Она возмущенно пожимала пышными плечами, искренне не понимая, как вообще можно о чем-то говорить в таком преклонном возрасте. Легкая материя кофточки поднималась вверх, обтягивая плотные, зрелые груди, от чего Петровичу становилось совсем плохо. Он закрывал глаза и почти стонал:
— Но ведь люди живут долго…
— Это недоразумение! — с легкостью парировала Анюта. — Люди, — наставительно продолжала она, расхаживая между окном и буфетом, — должны жить до двадцати пяти, в крайнем случае до тридцати! Дальше — тлен!

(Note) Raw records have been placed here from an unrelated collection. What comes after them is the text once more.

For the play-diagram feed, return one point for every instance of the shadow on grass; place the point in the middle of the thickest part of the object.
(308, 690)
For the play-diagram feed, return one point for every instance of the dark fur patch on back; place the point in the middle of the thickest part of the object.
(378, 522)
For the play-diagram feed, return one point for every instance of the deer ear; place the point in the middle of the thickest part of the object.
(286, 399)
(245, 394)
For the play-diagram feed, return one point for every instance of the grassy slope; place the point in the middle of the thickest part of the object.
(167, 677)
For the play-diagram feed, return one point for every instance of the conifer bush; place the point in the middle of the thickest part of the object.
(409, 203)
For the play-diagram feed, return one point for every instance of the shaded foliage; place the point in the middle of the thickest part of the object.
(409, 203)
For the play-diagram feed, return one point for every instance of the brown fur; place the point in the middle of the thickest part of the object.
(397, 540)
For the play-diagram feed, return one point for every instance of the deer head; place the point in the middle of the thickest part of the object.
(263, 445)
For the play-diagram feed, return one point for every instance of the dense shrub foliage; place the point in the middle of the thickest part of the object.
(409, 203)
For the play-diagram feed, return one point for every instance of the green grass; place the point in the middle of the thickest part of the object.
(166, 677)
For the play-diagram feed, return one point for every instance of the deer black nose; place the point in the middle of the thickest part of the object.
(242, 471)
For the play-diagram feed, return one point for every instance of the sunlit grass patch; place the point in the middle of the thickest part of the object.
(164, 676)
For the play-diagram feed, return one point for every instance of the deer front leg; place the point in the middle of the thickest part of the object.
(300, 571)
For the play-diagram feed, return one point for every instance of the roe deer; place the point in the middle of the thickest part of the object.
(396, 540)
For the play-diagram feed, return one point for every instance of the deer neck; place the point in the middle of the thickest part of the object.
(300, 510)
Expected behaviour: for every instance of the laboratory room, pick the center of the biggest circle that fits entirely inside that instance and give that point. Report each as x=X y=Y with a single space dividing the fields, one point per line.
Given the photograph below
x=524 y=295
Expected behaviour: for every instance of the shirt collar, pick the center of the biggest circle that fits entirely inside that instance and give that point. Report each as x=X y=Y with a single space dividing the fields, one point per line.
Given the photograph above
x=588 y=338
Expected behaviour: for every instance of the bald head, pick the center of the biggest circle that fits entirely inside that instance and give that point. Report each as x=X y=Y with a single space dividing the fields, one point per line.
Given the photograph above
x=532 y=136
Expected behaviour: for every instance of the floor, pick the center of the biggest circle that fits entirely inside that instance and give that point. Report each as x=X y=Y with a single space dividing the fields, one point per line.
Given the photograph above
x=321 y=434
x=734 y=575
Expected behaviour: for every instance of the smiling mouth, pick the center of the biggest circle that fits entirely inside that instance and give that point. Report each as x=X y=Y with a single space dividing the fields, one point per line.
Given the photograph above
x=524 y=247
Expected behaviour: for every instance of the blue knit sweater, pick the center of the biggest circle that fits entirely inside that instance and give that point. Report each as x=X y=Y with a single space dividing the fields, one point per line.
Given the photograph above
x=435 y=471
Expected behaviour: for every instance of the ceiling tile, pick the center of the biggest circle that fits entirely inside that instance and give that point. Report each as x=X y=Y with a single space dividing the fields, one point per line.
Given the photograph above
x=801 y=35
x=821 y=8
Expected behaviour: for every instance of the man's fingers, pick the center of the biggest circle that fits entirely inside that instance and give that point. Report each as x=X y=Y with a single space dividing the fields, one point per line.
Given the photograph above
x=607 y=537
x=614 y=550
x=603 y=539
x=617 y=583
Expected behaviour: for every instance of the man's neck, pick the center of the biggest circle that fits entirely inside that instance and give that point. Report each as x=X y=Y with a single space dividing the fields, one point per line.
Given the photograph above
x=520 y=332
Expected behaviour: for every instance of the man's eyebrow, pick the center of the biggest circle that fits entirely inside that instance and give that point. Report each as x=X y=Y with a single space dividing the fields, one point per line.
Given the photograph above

Ей нравилось слово «тлен», как нравилось чувствовать себя молодой, красивой и любимой. Когда она поворачивалась, ее простая коричневая юбка развевалась, обдувая Петровича ласковым ветерком. Он вставал с кресла, откашливался и делал ей очередное предложение. Анюта смеялась, игриво заглядывала в глаза, но прямо не отказывала, оставляя несчастному слабую надежду.
— Хорошо! — говорила она, останавливаясь напротив и упирая руки в крутые бока. — Я выйду за вас замуж, если вы сейчас же, не сходя с места, расскажете мне, что такое любовь! А, не знаете! — торжествовала Анюта, не давая Петровичу раскрыть рот. — А я знаю! Любовь — это когда тебе хорошо и когда будет хорошо и еще лучше!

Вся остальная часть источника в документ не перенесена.